The second reason is I've never had a slashdot submission accepted and I saw that after posting this the page suggested I share it to increase chances of the editors picking it up, but I don't really use social media so I though hey why not HN.
It explains why a workload with a large serial/contended fraction won’t scale.
It does not prove that the workload’s serial fraction is representative of the category it claims to stand in for.
So when a benchmark’s “text processing” test over ~190 files barely gets past ~1.3x on 8 cores, that’s not some profound demonstration that CPUs can’t parallelize text work. It’s mostly a demonstration that this benchmark’s implementation has a very large serial bottleneck.
That would be fine if people treated GB6 multicore as a narrow benchmark of specific shared-task client workloads. The problem is that it is labelled as a general multicore CPU metric, and is used as such, including for 18-core vs 96-core comparisons. That’s the misuse being criticized.
TL;DR: Amdahl’s Law explains the ceiling; it does not justify treating an avoidably low ceiling as a general measure of multicore CPU capability.
EDIT: Also, submitter, I'm not sure why parent is upset that you submitted. Thanks for sharing. I've been wondering for years why GeekBench was obviously broken on multicore. (comes up a lot in Apple discussions, as you know)
First plot really says it all.
And like the other poster mentioned, it correlates well with SPEC, so it's basically a easily accessible SPEC. These days the only benchmark I use to quickly judge some CPU is geekbench.

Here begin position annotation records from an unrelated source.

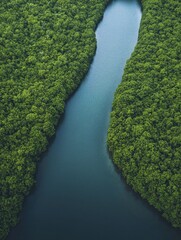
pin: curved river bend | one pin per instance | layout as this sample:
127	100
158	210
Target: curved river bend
79	195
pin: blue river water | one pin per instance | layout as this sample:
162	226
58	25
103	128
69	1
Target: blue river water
79	195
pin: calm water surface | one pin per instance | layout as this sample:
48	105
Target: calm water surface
79	195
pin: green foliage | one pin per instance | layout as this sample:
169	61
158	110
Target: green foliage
46	49
144	135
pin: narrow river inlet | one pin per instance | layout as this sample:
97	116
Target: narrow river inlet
79	195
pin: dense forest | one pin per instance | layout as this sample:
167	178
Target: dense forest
145	135
46	49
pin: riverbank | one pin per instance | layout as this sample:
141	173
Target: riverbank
144	130
46	51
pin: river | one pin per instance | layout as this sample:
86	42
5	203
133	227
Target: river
79	195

Have you not heard of C-x M-c M-butterfly?
how good is the M5 Max in comparison to a 96-core threadripper? what's the tl;dr, where are the broader assortments of benchmarks
I just want to see some bargraphs that say "lower is better" or "higher is better"
> sudo-rs Breaks Historical Norms With Now Enabling Password Feedback By Default
"Let's tell you exactly how to feel about this, commenters"
> Linux 7.0 Officially Concluding The Rust Experiment
"...by declaring it successful, but if we said that in the headline it wouldn't be clickbait"
(In fairness, LWN did this too, but by accident rather than to provoke clicks.)
> GNOME Mutter Now "Completely Drops The Whole X11 Backend"
> systemd 260 Dropping System V Service Script Support
"And has dozens of other features and improvements, but let's cherry-pick the one we want you to yell about in our comments section."
> The Linux Kernel Looks To 'Bite The Bullet' In Enabling Microsoft C Extensions
"Oh no, look at the poor kernel developers reluctantly dealing with Microsoft extensions...that they deliberately sought out and used because they prefer them over standard C, not being forced by any external factor."
They know their comments section, they know what gets them posting, and they optimize for provoking comment.
My favourites were the comparisons of FreeBSD and Linux coming to the conclusion that FreeBSD is slower. Until you look under the hood and see that both are tested in a configuration with a desktop environment.
Or the good old ZFS tests that were coming up with nonsensical results because of gross misconfiguration and/or total lack of understanding how the FS works...
But hey, the click/ragebait is on point in both these cases!